Zentrale Aushandlungsprozesse in der Energiewende finden vor Ort in den Regionen und Kommunen statt. Hier muss es gelingen, die Transformation demokratisch zu gestalten, indem lokale Interessen berücksichtigt werden und der gesamte Ablauf transparent mit der Öffentlichkeit kommuniziert wird.
Ein wesentlicher Hebel liegt darin, dass Kommunen die Flächensteuerung für erneuerbare Energien, insbesondere für Windkraft, vorausschauend und proaktiv gestalten (–> Artikel “Wie können Kommunen Flächen für den Windkraftausbau bestmöglich steuern?”).
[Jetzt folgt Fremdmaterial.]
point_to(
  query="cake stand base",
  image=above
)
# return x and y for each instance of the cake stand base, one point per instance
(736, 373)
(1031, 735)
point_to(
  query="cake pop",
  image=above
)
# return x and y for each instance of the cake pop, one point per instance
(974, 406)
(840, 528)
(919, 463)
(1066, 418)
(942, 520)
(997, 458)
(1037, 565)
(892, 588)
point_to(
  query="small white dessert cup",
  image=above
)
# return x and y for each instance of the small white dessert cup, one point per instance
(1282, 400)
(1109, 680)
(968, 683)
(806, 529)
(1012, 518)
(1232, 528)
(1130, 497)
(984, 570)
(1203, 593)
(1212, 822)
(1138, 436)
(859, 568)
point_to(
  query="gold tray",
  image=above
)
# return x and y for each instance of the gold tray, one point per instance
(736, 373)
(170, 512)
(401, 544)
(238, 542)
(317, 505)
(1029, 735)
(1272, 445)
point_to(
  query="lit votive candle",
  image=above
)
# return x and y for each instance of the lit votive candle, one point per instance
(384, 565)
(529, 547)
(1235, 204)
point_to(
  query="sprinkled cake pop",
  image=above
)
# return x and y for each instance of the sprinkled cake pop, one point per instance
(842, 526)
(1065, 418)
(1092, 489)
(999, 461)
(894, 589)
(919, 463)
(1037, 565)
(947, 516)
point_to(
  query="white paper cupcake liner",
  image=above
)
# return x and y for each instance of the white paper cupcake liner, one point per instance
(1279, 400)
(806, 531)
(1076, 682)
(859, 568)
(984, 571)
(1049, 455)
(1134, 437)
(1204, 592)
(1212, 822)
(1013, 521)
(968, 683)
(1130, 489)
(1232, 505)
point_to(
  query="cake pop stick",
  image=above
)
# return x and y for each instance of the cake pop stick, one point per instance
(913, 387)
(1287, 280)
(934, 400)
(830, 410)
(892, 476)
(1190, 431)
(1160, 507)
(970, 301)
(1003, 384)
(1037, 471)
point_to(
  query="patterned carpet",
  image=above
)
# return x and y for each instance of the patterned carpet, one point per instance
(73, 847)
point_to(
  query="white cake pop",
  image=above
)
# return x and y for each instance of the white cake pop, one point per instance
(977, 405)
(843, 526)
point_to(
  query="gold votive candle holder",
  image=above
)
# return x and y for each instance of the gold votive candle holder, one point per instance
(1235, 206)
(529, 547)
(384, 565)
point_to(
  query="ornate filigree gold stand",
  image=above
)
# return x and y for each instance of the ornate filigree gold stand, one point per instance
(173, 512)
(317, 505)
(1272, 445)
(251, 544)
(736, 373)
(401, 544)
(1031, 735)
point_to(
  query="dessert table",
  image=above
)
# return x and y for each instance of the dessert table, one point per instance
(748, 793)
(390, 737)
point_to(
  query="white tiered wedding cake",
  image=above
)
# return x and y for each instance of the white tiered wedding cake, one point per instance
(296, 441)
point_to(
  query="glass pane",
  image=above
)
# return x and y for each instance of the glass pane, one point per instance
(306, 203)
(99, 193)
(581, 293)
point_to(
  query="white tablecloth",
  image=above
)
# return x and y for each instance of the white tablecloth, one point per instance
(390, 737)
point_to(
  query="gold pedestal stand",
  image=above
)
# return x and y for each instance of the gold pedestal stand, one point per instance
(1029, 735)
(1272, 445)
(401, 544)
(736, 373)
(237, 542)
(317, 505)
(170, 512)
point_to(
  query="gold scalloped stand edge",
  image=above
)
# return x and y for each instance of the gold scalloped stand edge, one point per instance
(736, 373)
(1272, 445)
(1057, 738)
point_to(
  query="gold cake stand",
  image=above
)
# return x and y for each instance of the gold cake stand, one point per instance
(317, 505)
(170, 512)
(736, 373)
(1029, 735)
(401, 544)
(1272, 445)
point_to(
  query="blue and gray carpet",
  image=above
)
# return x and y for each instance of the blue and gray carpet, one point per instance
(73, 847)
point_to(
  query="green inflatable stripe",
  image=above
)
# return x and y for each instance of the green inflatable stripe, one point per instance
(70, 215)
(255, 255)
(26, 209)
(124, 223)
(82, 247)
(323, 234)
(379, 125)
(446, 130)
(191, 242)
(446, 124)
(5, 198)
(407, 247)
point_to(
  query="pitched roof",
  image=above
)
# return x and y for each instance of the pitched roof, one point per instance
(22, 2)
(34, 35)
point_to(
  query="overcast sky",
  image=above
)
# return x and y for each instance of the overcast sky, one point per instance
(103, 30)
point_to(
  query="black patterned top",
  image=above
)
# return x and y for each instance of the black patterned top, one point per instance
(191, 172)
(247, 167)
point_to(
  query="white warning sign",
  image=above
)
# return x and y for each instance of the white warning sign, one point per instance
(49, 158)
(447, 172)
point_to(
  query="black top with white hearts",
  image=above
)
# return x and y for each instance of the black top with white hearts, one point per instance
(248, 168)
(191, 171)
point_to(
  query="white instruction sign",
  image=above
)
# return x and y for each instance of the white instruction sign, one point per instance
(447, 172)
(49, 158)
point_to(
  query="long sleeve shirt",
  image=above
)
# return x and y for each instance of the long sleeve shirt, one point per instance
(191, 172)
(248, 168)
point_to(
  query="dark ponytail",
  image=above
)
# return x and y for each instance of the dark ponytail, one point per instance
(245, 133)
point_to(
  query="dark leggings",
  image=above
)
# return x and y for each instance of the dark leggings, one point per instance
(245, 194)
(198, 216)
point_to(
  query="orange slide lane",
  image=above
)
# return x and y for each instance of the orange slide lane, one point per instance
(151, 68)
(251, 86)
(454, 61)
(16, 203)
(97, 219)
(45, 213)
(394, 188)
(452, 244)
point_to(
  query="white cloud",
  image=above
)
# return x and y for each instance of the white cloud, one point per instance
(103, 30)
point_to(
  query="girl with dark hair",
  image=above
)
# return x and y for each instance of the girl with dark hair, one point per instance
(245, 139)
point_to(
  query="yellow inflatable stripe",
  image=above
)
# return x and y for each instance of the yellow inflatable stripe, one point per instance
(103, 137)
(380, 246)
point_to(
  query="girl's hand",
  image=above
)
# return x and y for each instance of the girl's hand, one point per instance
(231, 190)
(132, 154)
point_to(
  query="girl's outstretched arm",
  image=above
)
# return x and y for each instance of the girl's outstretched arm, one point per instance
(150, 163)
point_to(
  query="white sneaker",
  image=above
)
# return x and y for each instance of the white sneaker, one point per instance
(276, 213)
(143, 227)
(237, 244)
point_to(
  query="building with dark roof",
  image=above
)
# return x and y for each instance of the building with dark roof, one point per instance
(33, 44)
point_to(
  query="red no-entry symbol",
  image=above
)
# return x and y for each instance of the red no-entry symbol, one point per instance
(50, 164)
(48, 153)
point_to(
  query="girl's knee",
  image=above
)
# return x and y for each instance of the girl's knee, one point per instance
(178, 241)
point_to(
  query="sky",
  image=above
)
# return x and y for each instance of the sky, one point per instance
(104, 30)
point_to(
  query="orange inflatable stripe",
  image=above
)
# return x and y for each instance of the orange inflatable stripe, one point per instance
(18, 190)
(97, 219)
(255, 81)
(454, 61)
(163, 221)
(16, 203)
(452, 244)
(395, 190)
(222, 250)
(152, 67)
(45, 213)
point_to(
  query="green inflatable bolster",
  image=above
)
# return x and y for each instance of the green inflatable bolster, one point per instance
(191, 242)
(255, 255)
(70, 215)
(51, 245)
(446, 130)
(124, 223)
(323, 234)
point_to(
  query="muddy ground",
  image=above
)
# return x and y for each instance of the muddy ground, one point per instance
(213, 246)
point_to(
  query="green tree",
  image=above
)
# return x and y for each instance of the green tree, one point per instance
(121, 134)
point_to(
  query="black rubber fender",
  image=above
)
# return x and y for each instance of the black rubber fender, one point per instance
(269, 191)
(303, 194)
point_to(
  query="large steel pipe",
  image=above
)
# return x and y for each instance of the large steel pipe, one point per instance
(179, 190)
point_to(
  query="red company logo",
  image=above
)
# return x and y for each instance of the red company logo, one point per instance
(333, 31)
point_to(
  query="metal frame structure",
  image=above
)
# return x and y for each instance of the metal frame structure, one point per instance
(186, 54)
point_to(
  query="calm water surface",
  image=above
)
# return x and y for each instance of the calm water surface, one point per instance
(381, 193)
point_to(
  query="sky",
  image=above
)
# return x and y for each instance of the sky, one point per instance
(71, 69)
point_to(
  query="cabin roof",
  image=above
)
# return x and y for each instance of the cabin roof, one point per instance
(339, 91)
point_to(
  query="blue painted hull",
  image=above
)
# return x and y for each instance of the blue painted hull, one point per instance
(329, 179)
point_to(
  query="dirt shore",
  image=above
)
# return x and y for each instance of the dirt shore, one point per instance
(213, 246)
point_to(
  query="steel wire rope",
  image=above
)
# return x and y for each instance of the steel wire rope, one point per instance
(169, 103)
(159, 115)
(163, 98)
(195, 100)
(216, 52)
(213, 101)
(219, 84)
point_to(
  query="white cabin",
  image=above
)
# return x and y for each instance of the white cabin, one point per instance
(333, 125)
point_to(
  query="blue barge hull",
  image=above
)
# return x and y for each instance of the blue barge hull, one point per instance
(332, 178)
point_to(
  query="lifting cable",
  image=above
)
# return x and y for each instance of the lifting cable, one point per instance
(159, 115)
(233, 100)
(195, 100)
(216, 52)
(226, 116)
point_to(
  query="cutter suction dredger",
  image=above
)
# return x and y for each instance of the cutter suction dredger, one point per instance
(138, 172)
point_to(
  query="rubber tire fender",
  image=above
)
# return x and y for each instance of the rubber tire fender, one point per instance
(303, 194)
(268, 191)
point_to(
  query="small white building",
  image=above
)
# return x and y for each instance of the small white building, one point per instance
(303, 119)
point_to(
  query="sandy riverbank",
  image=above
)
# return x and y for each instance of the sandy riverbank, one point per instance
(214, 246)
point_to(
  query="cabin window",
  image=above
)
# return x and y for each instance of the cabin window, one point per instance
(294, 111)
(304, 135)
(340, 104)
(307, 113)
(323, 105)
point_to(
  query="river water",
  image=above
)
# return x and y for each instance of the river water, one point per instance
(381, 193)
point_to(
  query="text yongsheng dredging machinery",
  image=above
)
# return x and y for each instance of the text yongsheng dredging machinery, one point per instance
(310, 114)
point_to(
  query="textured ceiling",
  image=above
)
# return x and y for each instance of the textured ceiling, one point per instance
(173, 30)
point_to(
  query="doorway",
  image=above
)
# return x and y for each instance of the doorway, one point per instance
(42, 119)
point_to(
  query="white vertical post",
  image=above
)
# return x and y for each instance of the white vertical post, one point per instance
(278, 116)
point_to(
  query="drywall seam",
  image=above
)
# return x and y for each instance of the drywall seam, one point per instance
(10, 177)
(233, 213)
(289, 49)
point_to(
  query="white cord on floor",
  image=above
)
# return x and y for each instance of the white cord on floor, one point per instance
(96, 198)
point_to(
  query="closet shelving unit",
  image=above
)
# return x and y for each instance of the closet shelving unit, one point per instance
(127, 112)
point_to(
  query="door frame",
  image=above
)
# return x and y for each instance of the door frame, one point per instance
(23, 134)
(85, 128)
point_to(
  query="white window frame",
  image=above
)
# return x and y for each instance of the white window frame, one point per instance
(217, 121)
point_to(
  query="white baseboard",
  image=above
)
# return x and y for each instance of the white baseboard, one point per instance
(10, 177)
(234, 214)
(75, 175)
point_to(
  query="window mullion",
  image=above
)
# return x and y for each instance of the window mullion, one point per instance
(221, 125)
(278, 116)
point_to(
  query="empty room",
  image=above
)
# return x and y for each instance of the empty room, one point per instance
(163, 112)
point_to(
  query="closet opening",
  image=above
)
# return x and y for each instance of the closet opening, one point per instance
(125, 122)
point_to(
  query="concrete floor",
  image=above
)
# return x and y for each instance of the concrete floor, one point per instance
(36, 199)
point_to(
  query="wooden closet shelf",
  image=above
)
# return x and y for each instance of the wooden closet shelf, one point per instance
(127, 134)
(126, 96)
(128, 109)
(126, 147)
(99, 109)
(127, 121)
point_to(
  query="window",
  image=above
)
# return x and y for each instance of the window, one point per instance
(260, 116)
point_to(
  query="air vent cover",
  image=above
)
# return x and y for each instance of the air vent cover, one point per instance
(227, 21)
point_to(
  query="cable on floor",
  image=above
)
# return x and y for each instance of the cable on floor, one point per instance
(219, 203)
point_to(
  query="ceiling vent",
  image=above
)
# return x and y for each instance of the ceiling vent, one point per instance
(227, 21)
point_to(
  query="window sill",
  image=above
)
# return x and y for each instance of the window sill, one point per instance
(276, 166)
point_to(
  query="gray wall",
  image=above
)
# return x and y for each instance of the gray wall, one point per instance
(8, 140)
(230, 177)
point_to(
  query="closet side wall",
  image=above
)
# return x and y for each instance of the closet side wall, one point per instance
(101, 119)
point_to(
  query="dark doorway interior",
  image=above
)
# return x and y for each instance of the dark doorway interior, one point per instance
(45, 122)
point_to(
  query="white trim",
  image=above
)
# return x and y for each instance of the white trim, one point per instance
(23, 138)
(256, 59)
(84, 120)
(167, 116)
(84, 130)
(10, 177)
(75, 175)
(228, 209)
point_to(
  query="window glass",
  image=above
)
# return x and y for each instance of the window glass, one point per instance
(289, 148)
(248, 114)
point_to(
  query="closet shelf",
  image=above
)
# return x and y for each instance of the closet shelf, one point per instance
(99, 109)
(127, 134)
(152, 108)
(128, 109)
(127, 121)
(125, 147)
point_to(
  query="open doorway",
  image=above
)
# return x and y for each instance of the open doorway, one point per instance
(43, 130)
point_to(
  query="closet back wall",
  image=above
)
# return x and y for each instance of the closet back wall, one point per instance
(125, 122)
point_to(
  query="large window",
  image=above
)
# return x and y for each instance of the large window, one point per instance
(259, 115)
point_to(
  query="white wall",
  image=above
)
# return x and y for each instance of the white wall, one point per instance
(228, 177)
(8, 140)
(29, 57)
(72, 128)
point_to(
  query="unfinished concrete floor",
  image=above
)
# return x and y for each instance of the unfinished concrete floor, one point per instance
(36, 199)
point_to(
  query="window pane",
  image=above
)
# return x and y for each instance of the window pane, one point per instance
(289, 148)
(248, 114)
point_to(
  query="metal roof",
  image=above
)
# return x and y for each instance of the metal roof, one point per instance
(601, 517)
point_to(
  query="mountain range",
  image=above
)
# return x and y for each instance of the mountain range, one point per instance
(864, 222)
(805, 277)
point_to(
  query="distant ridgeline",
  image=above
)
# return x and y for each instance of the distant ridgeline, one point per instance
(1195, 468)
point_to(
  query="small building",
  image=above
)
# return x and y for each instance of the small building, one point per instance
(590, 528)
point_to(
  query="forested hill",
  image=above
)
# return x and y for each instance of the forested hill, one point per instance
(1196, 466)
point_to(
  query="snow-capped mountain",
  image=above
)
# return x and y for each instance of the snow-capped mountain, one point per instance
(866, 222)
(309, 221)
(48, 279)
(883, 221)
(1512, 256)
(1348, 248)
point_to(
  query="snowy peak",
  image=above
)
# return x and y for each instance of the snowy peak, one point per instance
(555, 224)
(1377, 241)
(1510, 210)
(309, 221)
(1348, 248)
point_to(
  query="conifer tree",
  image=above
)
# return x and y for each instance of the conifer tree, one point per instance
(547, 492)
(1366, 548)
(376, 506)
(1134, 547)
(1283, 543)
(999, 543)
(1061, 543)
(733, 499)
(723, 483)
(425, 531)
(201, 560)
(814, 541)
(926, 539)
Neben einem räumlich gesteuerten Ausbau der erneuerbaren Energien können außerdem passende Modelle der finanziellen Teilhaben und lokalen Wertschöpfung für die Kommune und die Menschen vor Ort entwickelt und mit den Vorhabenträgern verhandelt werden. (–> Link: Welche Möglichkeiten der finanziellen Teilhabe gibt es für Kommunen und die Menschen vor Ort?”).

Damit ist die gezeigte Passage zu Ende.